Some women choose to live in an abusive relationship, because statistics show that women have a 70 percent greater chance of being murdered when they leave their abuser,” Lynne said.

When women in a small town report abuse, she said confidentiality in the community is difficult, but confidentiality is a core value at the Family Resource Center.

Along with the lack of anonymity, women seeking help struggle with the tendency to blame victims. The community is likely to blame the victim, rather than question the perpetrator’s behavior or demand justice because of his criminal behavior.

We have been called names, because it is difficult for the community to hold perpetrators accountable, because the perpetrators are neighbors, friends or family,” she said.
Advocacy is a sensitive task.

“We need to respect clients and be with them when they face their abusers in court, but we do not speak for them. That would reinforce their loss of power and control,” Lynne said.

“We are there to empower, to let a client know her options and possible consequences of the options. We will stand with her if she acts and understand if she does not.

Most perpetrators are never prosecuted, because there is not enough evidence to prosecute.
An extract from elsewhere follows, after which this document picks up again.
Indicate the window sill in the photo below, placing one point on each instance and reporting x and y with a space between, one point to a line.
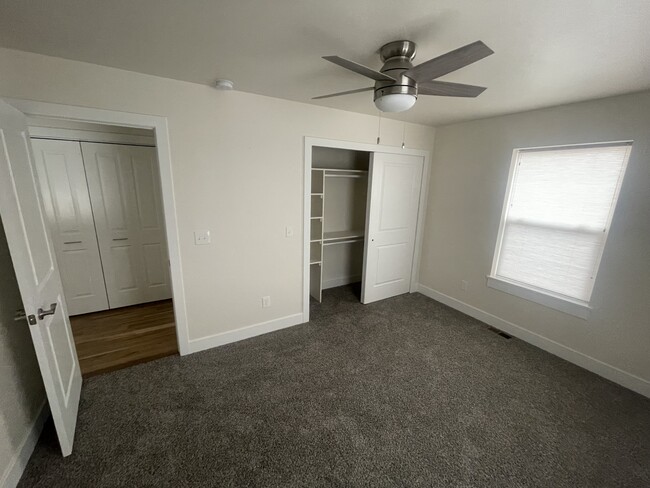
571 307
Protective orders affect only physical separation, but do not stop harassment from 200 text mails or 20 phone calls a day,” she said. “These are not violations, but could lead to further conviction if reported.”

Some who leave abusive homes stay in town. Others leave. For those who leave, the center connects them with a network of six Northeast Washington county agencies which have shelters.
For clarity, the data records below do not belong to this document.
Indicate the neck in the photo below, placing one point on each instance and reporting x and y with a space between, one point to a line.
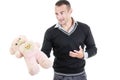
68 25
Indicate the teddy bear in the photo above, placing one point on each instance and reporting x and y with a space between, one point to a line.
14 49
31 53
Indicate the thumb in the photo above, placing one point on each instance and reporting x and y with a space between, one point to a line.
80 47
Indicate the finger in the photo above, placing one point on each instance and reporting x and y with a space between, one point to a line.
76 51
72 54
80 47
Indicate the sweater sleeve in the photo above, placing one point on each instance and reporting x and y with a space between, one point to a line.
90 44
47 45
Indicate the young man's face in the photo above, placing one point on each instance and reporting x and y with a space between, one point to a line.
62 14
Some who stay are safe, but for some it’s costly. A perpetrator may use the legal system to harass the victim through child custody and visitation arrangements.

“Before my experience at FRC, I believed law enforcement could accomplish everything according to the law. That was a ‘fairy tale.’ Now I know how difficult it is to prosecute the cases.
“The sheriff’s department covers 2,300 square miles with eight incorporated towns and three unincorporated towns. So someone who calls for help has to wait,” Lynne said.
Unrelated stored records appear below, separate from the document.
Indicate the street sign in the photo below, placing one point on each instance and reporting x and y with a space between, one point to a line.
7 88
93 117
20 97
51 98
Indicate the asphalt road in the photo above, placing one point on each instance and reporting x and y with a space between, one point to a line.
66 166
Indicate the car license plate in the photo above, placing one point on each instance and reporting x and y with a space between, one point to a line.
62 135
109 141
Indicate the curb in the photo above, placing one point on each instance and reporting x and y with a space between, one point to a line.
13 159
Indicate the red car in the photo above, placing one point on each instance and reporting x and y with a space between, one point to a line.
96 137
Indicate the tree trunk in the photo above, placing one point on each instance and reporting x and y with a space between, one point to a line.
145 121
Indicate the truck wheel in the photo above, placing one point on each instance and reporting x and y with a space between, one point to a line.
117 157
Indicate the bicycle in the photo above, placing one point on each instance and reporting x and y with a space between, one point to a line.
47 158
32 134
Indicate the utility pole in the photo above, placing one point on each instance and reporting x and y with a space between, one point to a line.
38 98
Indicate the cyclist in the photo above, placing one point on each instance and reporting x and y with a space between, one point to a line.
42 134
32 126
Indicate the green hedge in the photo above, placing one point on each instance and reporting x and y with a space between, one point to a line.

In her experience, churches can be positive or negative factors. Many who leave their spouses find it is hard to attend a church as a single person.

“Small-town churches are family based,” she said. “Churches need to be safe havens where victims can seek help, be received, understood and accepted without being urged to do something that could put them back in harm’s way, such as return to a violent relationship,” she said.

Domestic violence is about power and control, which may be manifested through spiritual, psychological, verbal, financial, sexual or other less visible forms of abuse than physical abuse.
In small communities, education is also reaching people one-by-one through modeling healthy relationships, which the center’s staff seeks to do. They practice nurturing and self-care, and maintaining mutual respect.

Now, the center is dealing with more homelessness, as local affordable rental housing is being sold. Its shelter, which has been growing in recent years, helps homeless families deal with issues of health, disability, drugs and other impediments to housing.

Because space in the shelter is limited, domestic violence victims take precedence, so there are hotel vouchers for the homeless when there is no other choice.

To meet increasing needs, the Family Resource Center is building a domestic violence shelter and a homeless shelter with two studio apartments, as part of a three-phase expansion on four acres in Davenport.